Replication

This page describes how data is replicated in Spanner, the different types of Spanner replicas and their roles in reads and writes, and the benefits of replication.

Overview

Spanner automatically replicates at the byte level. As described in Life of Spanner Reads and Writes, it takes advantage of this capability in the underlying file system that it's built on. Spanner writes database mutations to files in this file system, and the file system takes care of replicating and recovering the files when a machine or disk fails.

Even though the underlying distributed file system that Spanner is built on already provides byte-level replication, Spanner also replicates data to provide the additional benefits of data availability and geographic locality. At a high level, all data in Spanner is organized into rows. Spanner creates multiple copies, or replicas, of these rows, then stores these replicas in different geographic areas. Spanner uses a synchronous, Paxos-based replication scheme, in which voting replicas take a vote on every write request before the write is committed. This property of globally synchronous replication lets you read the most up-to-date data from any Spanner read-write or read-only replica.

Spanner creates replicas of each database split.
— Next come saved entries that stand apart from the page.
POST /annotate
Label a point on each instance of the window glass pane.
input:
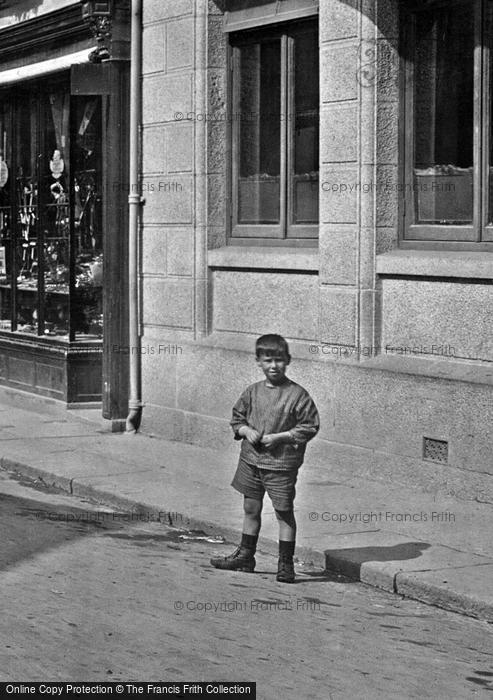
(55, 211)
(87, 303)
(26, 192)
(5, 217)
(259, 152)
(443, 115)
(304, 126)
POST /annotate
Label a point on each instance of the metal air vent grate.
(435, 450)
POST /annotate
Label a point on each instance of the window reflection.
(443, 115)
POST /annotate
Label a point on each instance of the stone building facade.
(390, 327)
A split holds a range of contiguous rows, where the rows are ordered by primary key. All of the data in a split is physically stored together in the replica, and Spanner serves each replica out of an independent failure zone. For more information, see the Schemas overview.
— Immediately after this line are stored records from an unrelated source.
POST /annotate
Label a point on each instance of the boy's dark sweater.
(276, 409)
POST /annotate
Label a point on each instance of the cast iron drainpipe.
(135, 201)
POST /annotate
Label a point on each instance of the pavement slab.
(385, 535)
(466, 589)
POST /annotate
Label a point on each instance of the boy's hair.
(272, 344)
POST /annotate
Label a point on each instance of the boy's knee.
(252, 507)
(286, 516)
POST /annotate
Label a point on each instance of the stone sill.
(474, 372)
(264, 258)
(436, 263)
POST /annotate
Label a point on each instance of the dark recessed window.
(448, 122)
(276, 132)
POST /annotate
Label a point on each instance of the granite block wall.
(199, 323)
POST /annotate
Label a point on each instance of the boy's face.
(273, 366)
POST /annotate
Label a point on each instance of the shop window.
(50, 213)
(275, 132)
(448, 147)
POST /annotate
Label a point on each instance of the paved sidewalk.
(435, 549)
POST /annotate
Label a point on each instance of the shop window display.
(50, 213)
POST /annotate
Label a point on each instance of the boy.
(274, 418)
A set of splits is stored and replicated using Paxos. Within each Paxos replica set, one replica is elected to act as the leader. Leader replicas handle writes, while read-write or read-only replicas can serve a read request without communicating with the leader. If a strong read is requested, the leader typically is consulted to ensure that the read-only replica has received all recent mutations. To monitor the rate of change and amount of data that is replicated from your leader replica to the cross region replicas in your instance configuration, see Monitor data replication.

Benefits of Spanner replication

The benefits of Spanner replication include:

  • Data availability: Having more copies of your data makes the data more available to clients that want to read it. Also, Spanner can still serve writes even if some of the replicas are unavailable, because only a majority of voting replicas are required in order to commit a write.

  • Geographic locality: Having the ability to place data across different regions and continents with Spanner means data can be geographically closer, and hence faster to access, to the users and services that need it.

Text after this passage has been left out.